Durée du travail des cadres : l’entretien annuel de suivi du forfait en jours

Le 27 mai 2016

De toutes les formes de forfait, le forfait annuel en jours est sans doute à la fois le plus flexible et le plus dérogatoire au droit de la durée du travail.

Les risques que ce type de forfait engendre, notamment sur la santé du salarié soumis à une convention annuelle de forfait en jours ou sur la conciliation de sa vie professionnelle et de sa vie familiale, justifient amplement qu'il soit placé sous haute surveillance.

Surveillance du juge, d’abord, depuis l'arrêt rendu par la Chambre sociale de la Cour de cassation le 29 juin 2011 (n° 09-71.107), au visa de normes supranationales (préambule de la Constitution du 27 octobre 1946, Traité sur le fonctionnement de l'Union européenne se référant à la Charte sociale européenne et à la Charte communautaire des droits sociaux fondamentaux des travailleurs, Charte des droits fondamentaux de l'Union européenne).

L’employeur doit également apporter une attention particulière au suivi de la clause de forfait.

C'est dans ce contexte que le législateur de 2008 (loi n° 2008-789 du 20 août 2008 portant rénovation de la démocratie sociale et réforme du temps de travail) a instauré un entretien annuel obligatoire pour les salariés en forfait jours annuel.

Ainsi, l'article L.3121-46 du Code du travail dispose-t-il qu’un « entretien annuel individuel est organisé par l'employeur, avec chaque salarié ayant conclu une convention de forfait en jours sur l'année. Il porte sur la charge de travail du salarié, l'organisation du travail dans l'entreprise, l'articulation entre l'activité professionnelle et la vie personnelle et familiale, ainsi que sur la rémunération du salarié ».

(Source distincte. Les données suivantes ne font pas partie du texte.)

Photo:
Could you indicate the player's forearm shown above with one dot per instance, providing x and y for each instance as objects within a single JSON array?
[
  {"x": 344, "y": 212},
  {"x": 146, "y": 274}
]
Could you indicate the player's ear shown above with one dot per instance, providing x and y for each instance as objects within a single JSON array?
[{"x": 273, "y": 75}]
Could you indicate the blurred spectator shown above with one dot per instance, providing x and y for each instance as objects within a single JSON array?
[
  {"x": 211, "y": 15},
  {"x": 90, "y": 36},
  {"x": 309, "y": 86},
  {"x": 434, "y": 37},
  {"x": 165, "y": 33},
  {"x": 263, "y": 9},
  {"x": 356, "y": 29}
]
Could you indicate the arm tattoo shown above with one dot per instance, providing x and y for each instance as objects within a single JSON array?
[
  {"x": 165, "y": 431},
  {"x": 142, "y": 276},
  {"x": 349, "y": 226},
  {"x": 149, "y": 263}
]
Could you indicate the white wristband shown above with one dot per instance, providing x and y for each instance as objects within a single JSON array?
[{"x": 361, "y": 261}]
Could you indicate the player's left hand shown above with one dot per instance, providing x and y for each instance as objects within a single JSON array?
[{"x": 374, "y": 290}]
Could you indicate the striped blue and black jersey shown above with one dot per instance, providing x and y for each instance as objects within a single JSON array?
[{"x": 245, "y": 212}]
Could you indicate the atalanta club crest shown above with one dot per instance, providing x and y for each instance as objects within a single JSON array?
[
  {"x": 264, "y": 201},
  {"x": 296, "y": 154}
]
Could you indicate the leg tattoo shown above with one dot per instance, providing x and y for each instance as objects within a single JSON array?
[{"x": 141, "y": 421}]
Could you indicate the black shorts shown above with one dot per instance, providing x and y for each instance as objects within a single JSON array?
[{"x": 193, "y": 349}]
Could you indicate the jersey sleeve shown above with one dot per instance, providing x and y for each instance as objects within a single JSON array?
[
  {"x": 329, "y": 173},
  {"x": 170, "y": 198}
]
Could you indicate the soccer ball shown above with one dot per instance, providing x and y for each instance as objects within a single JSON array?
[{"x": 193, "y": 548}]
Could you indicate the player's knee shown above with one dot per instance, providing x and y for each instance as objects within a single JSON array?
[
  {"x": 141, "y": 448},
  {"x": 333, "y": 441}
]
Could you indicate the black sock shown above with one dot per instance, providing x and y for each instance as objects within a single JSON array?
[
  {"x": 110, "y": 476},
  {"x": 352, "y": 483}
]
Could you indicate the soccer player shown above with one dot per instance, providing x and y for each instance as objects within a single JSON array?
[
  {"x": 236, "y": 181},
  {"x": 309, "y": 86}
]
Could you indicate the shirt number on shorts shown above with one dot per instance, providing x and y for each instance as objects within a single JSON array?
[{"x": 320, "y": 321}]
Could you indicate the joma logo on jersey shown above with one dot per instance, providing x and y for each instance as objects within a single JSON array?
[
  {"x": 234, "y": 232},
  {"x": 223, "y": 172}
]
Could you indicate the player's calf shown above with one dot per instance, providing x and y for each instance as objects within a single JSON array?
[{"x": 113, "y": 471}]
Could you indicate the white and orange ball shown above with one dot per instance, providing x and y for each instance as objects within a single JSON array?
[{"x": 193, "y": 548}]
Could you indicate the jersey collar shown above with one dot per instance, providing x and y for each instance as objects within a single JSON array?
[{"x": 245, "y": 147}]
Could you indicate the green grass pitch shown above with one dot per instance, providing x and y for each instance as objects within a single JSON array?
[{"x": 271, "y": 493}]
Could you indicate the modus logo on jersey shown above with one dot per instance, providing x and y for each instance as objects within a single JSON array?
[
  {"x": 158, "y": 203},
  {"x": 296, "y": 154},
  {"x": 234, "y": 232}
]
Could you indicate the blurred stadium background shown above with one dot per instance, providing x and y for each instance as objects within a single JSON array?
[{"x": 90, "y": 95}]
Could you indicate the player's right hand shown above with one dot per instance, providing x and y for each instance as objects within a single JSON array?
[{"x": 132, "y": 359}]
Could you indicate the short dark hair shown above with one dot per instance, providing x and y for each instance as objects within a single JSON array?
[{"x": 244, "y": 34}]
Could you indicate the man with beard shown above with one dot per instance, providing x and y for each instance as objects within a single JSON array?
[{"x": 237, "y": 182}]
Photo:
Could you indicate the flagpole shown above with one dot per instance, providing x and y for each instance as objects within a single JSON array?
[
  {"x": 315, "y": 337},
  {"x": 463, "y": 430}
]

Ce texte conduit l’employeur à devoir s’interroger sur trois problématiques.

La première porte sur le contenu de l'entretien qui, paradoxalement, peut conduire l'employeur à venir sur le terrain de la vie personnelle et familiale du salarié, ce que la norme juridique et le juge lui interdisent de faire par ailleurs.

La deuxième porte sur la philosophie du texte qu'il est possible sans peine de rattacher, compte tenu de l'évolution récente de la jurisprudence, à l'impératif de protection de la santé physique et mentale du travailleur. Dès lors, l'obligation posée par l'article L.3121-46 du Code du travail prend une autre tonalité puisqu'elle constitue, sous l'angle de la protection de la santé, un élément de la politique de prévention. La conclusion s'impose : le non-respect de l'obligation constitue une violation de l'obligation de sécurité de résultat avec toutes les conséquences que l'on connaît tant sur le plan du droit du travail que sur celui du droit des accidents du travail.

La troisième et dernière résulte de la comparaison de l'article L.3121-46 du Code du travail et de l'évolution de la jurisprudence, qui a rappelé en 2011 que le fait pour un employeur de ne pas mettre en œuvre le dispositif de suivi conventionnel l'empêche de se prévaloir de l'existence de la convention de forfait (Cass. Soc., 29 juin 2011, n° 09-71.107). Cette analyse de la jurisprudence s'appuyant sur l'impératif de protection de la santé s'applique a fortiori s'agissant d'une prescription légale.

L'exercice est donc loin d'être anodin et ne le considérer que comme une simple formalité, c'est, aujourd'hui plus que jamais, s'exposer à de lourdes conséquences.

Le risque est d’autant plus grand que l’entretien annuel obligatoire de suivi du forfait en jours concerne également les salariés qui ont conclu une convention de forfait avant la loi du 20 août 2008 (Cass. Soc., 12 mars 2014, n° 12-29.141).